When my eyes fell shut, I was back in that corridor, staring up into those brilliant bright blue eyes as he pressed a kiss against my hand before he let go of me forever.

And I could still feel where his lips had been against my skin. Even now his kiss lingered on me.

'I…' My voice cracked, and I had to shut my mouth again, swallowing an almost painful lump in my throat. I missed him. I missed him so much it was excruciating. The pounding in my heart was violent, and physical, and tougher than I was. Every beat felt like a punch to the chest.

I just wish I could have at least said goodbye.

'I know,' Connor said softly. 'It's okay, A, I know…'

I had two choices.

Forget him.

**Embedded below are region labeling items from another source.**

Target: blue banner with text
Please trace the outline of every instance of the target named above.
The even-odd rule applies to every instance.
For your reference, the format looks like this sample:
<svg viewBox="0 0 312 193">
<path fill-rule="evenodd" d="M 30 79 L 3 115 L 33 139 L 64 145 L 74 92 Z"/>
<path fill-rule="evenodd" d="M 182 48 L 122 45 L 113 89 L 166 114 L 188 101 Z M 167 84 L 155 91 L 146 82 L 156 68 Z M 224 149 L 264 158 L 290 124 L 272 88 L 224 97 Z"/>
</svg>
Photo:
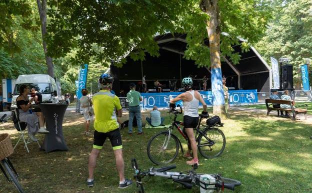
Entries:
<svg viewBox="0 0 312 193">
<path fill-rule="evenodd" d="M 301 68 L 301 76 L 302 79 L 302 85 L 304 86 L 304 90 L 310 90 L 310 84 L 308 80 L 308 64 L 304 64 L 300 66 Z"/>
<path fill-rule="evenodd" d="M 230 104 L 241 103 L 254 103 L 258 102 L 256 90 L 230 90 L 229 102 Z M 144 108 L 158 107 L 165 108 L 169 106 L 170 96 L 176 97 L 182 92 L 166 92 L 154 93 L 141 93 L 143 97 L 143 106 Z M 213 97 L 212 91 L 200 91 L 202 99 L 208 105 L 212 105 Z M 180 101 L 176 104 L 182 106 L 183 103 Z M 200 104 L 202 105 L 202 104 Z"/>
<path fill-rule="evenodd" d="M 76 91 L 76 95 L 77 98 L 80 99 L 82 96 L 82 90 L 86 88 L 86 77 L 88 76 L 88 65 L 84 64 L 83 67 L 80 68 L 79 72 L 79 76 L 78 77 L 78 87 Z"/>
</svg>

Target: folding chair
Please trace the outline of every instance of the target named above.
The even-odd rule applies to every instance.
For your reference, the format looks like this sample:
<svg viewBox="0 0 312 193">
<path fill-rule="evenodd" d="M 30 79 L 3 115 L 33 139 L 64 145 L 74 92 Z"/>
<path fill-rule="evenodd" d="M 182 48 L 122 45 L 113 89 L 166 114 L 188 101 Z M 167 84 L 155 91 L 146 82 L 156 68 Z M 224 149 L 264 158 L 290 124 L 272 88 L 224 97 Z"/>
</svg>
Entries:
<svg viewBox="0 0 312 193">
<path fill-rule="evenodd" d="M 22 139 L 23 141 L 24 142 L 24 144 L 25 144 L 25 145 L 24 146 L 24 148 L 26 148 L 27 152 L 29 153 L 30 151 L 28 148 L 28 146 L 27 146 L 27 144 L 34 141 L 32 140 L 28 136 L 28 135 L 27 135 L 28 140 L 27 140 L 27 142 L 26 142 L 26 141 L 25 140 L 25 132 L 27 127 L 27 123 L 24 122 L 20 121 L 20 113 L 18 112 L 18 109 L 16 108 L 14 109 L 14 115 L 13 115 L 12 116 L 15 116 L 15 118 L 16 118 L 16 121 L 14 121 L 14 126 L 15 126 L 15 128 L 16 129 L 16 130 L 18 131 L 20 135 L 20 139 L 18 139 L 18 142 L 14 146 L 13 149 L 15 149 L 15 148 L 16 147 L 20 141 L 21 139 Z M 40 148 L 41 146 L 40 146 L 40 144 L 39 144 L 39 141 L 38 141 L 38 140 L 37 140 L 37 141 L 36 142 L 37 142 L 39 148 Z"/>
</svg>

Never go back to the house, leave that door closed, like he never existed, and throw away his toothbrush, bleach him from my mind like sunlight on an old photograph, tune out the pain, and not let the snow settle on the wet ground.

Let the pain be a plague knowing one day I might wake up and find it didn't hurt as much as the day before. Remember him, and live with the headache when I drenched myself his cologne because it was such a tangible reminder.

Problem was, I didn't feel strong enough to do either.